Compare with (in the same post), his measurement of a 1 kHz tone in Jotunheim:

10083809.jpg


...which reminds me less of your measurements and more of Atomicbob's ones.

So...is your voltage too low, or at least out of spec compared to what Schiit specifies?

This is not a question in a vacuum: Japanese mains is 100 V, not 120 (+/- 10%). Many modern electronics wouldn't care. Stuff with linear power supplies -- like all Schiit gear -- would.

Look, Schiit has been given plenty of chances and plenty of rope on issues with their gear. Quite simply if it measures like Schiit, then it is Schiit. We don't need to make special accommodations for Schiit to end up giving even then rather middling performance results. Which in some cases they still can't.

What should be noticeable is:

Even poor gear may not be obviously bad upon listening.

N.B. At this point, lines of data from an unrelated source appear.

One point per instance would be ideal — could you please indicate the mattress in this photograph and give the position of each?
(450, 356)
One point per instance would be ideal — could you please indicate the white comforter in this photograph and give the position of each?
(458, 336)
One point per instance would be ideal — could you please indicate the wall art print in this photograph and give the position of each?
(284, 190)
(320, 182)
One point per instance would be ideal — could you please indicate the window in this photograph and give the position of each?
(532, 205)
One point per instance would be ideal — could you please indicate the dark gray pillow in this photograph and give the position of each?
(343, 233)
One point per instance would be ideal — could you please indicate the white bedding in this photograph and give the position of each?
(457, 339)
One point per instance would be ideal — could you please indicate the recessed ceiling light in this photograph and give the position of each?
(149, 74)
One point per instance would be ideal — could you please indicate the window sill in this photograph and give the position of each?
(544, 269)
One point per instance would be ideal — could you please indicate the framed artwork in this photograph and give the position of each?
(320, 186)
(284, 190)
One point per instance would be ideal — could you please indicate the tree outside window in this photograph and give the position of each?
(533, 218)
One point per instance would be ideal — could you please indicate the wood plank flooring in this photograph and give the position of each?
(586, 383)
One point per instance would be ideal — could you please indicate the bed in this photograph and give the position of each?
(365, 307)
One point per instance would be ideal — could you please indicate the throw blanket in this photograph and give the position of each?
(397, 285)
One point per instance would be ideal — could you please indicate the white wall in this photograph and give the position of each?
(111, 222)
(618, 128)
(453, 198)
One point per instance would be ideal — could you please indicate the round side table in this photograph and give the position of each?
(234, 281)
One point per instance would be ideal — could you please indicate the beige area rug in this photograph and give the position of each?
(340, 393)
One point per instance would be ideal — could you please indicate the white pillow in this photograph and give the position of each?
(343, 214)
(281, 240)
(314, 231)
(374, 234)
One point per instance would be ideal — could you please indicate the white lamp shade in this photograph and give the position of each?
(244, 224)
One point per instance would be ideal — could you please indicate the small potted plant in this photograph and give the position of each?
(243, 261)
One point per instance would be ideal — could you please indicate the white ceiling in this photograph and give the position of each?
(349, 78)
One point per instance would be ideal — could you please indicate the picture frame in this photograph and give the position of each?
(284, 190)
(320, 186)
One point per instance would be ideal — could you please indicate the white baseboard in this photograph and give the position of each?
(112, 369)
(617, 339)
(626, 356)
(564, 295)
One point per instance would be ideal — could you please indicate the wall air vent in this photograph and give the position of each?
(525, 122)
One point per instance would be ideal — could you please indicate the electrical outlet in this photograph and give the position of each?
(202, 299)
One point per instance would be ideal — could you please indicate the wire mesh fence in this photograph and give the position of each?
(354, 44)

Carefully building a rep for quality and building expectations for something special can overcome some very poor performing gear. People still swear by it, jump in to immediately recommend it to other people and are oblivious to the fact even at lower prices the gear they are getting isn't worth it.

And this after about 3 public sources have gotten similar very poor measured results, and still some wish to go the extra mile and give some extra benefit of doubt. Just drop that Schiit and get with the program. Schiit is as Schiit does. By now they have earned careful audiophiles looking at them with a jaundiced eye. It is entirely appropriate when considering any Schiit purchase to assume the stuff is substandard until very well proven otherwise. And this must be by third parties. You can't just let them make this Schiit up.